WS: What is Sky Studios’ relationship with Comcast and NBCUniversal? Are there areas of partnership?
FROT-COUTAZ: Yes, there are. On the distribution side, NBCUniversal distributes all the Sky Studios shows. On the technology side, there is a lot of collaboration between Sky and Comcast. Sky Studios Elstree will have 13 soundstages, and it’s going to be a company asset, not just for Sky but for NBCUniversal as well. They are a big sponsor of the project. They have been instrumental in helping us plan it, design it and launch it. I envisage, once we are open, a lot of Universal feature films will find a home at Sky Studios Elstree and some of their series as well. So that will be a very big area of collaboration for us.

The other thing to look at is Peacock, which is already distributed through Sky in the U.K. and soon in other markets. Peacock also airs some Sky shows. Looking at how Sky and Peacock come together as one—to go back to your earlier question about how competitive the market is—the Peacock collaboration is very much part of the plans.

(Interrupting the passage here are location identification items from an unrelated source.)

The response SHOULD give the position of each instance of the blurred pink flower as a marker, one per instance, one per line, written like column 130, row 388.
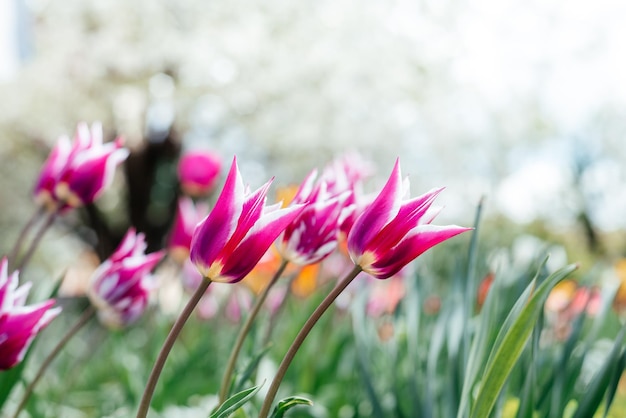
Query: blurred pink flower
column 313, row 234
column 231, row 240
column 392, row 232
column 121, row 286
column 188, row 215
column 198, row 172
column 346, row 174
column 76, row 174
column 19, row 324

WS: The global streamers are competing for viewers and spending huge budgets. Sky has been satisfying its customers for a long time. Does Sky not have to worry too much about competing with streamers?
FROT-COUTAZ: You always have to worry. You can never be complacent. Sky is an aggregator. There is a real place, especially today, for simplicity. That simplicity is the interface. Sky Glass is a TV with Sky inside, and it provides you with an amazing interface to help you curate your choices. We offer an enormous amount of value-added and increasingly so. The other piece of it is bringing enough distinctive content. I speak from an original programming standpoint. We are never going to be in the volume business. We are in the business of curating a series of shows that we believe will resonate with our customers. It’s a very different exercise. In addition, we provide a range through the aggregation offer.

WS: Finding shows is becoming increasingly challenging!
FROT-COUTAZ: That’s why I love the great functionality of voice search on Sky Glass and Xfinity in the U.S. Otherwise, you are right; you have to go online, find it, and ask, Do I have a subscription to it?